Das liegt an der Produktionssituation. Es ist nicht möglich, auf die Schnelle Geld für einen Film zusammenzubekommen. „Adamski“ ist aus neun verschiedenen Geldquellen gespeist, davon sind vier Filmfördertöpfe und vier Fernsehanstalten. Von der Idee bis zum fertigen Film sind vielleicht zweieinhalb Jahre vergangen. Für die Verhältnisse, in denen wir leben, ist das ungewöhnlich schnell.
Es kommt immer wieder vor, daß jemand einen beachtlichen ersten oder zweiten Film dreht und dann verschwindet. Jan Schütte oder Wolfgang Becker können zwar vielleicht alle drei Jahre einen Kinofilm drehen, aber von Michael Klier hat man seit „Ostkreuz“ nichts mehr gehört und von Hermine Huntgeburth nach ihrem hinreißenden Debüt „Im Kreise der Lieben“ auch nicht. Woran liegt das?

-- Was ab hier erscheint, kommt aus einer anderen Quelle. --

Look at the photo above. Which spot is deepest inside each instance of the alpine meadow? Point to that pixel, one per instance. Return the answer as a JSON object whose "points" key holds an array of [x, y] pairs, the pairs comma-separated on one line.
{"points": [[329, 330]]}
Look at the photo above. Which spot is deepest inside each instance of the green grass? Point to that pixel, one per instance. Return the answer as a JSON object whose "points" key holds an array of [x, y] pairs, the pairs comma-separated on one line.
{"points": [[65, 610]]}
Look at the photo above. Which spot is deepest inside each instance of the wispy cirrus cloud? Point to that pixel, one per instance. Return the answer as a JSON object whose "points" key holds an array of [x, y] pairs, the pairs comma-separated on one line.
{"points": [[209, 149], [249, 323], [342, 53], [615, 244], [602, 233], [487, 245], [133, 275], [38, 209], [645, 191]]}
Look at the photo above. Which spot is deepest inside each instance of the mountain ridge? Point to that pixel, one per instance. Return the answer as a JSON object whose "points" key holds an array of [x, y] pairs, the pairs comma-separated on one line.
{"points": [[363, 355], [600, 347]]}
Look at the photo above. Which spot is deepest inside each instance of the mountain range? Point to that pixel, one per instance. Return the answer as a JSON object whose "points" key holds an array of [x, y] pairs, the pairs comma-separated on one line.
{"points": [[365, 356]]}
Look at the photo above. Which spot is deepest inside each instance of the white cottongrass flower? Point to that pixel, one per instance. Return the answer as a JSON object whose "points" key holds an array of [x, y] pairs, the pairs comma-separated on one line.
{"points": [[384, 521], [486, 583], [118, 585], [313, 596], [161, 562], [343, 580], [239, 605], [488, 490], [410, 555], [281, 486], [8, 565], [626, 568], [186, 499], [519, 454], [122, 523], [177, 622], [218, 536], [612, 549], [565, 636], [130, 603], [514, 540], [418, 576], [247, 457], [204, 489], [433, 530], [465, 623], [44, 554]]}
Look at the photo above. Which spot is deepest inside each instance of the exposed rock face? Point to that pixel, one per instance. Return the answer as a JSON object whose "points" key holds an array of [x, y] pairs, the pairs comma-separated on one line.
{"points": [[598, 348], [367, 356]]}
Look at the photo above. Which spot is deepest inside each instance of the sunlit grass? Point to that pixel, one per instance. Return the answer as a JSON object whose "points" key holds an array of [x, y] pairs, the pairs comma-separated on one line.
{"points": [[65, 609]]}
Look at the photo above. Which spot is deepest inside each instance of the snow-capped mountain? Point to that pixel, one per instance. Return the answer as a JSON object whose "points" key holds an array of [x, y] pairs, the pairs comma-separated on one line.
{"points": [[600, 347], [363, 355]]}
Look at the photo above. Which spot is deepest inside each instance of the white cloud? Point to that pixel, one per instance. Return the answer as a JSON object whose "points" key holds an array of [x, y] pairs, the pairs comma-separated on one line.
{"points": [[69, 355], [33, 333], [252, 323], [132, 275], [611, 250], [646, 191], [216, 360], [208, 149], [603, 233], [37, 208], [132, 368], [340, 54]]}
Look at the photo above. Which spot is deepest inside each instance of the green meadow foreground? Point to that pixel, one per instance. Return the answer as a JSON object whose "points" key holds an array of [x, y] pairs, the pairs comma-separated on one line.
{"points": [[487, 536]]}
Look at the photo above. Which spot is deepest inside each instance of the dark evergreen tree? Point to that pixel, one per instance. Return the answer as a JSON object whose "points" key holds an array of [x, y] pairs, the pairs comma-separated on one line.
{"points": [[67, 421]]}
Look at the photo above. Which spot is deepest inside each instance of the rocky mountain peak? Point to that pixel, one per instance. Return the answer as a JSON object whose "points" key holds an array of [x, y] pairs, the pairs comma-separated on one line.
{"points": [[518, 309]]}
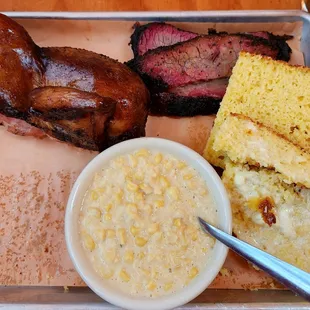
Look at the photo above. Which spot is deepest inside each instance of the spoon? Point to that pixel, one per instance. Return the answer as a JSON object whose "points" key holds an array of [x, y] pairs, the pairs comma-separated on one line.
{"points": [[292, 277]]}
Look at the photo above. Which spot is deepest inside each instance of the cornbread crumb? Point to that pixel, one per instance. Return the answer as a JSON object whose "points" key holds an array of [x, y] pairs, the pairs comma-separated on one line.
{"points": [[272, 92], [245, 141], [225, 272], [289, 237]]}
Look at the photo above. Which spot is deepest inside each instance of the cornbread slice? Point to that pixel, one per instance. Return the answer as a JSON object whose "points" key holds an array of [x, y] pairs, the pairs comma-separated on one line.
{"points": [[272, 92], [269, 213], [247, 142]]}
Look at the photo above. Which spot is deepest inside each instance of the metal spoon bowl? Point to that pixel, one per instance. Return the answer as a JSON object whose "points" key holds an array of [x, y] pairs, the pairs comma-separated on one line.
{"points": [[290, 276]]}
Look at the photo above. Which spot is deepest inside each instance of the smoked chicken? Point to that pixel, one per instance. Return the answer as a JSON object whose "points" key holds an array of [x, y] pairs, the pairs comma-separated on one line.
{"points": [[73, 95]]}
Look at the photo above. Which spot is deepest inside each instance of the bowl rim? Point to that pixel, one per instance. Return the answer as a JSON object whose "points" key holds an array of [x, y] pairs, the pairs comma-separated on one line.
{"points": [[205, 277]]}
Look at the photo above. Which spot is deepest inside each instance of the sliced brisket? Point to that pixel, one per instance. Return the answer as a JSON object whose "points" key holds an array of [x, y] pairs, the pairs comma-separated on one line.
{"points": [[153, 35], [200, 59], [215, 89], [175, 105]]}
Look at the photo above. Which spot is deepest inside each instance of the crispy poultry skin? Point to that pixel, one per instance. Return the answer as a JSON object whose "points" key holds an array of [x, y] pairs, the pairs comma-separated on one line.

Das liegt an der katastrophalen Verleihsituation. Es gibt kaum Verleihe, die es überhaupt noch riskieren, einen deutschen Film zu nehmen. Denn ihre Kundschaft sind die Kinobesitzer, die wollen volle Säle und die kriegen sie mit Mainstream. Aus diesem Dilemma kommt man nur mit einer Quotierung heraus, also einer gesicherten Abspielbasis für europäische Filme. Kein deutscher Film, der ein Überraschungserfolg wäre, hätte auch nur die Chance, lange im Kino zu laufen, selbst wenn er die Potenz dazu hätte. Warum gibt es statt der Produktionsförderung keine Subventionen für Programmkinos, die sich entschließen, ausschließlich europäische Filme zu zeigen, oder für Vertriebssysteme speziell für einheimische Filme, die aber versuchen, auf Gewinn zu arbeiten?
Wenn ich alle drei Jahre einen Kinofilm machen kann, wäre das schon sehr gut. Dazwischen kann man fürs Fernsehen arbeiten, es geht nicht ohne.
Die einen sagen: Ohne das Fernsehen gäbe es das deutsche Kino nicht mehr. Die andern sagen: Das Fernsehen macht das Kino kaputt. Was stimmt denn?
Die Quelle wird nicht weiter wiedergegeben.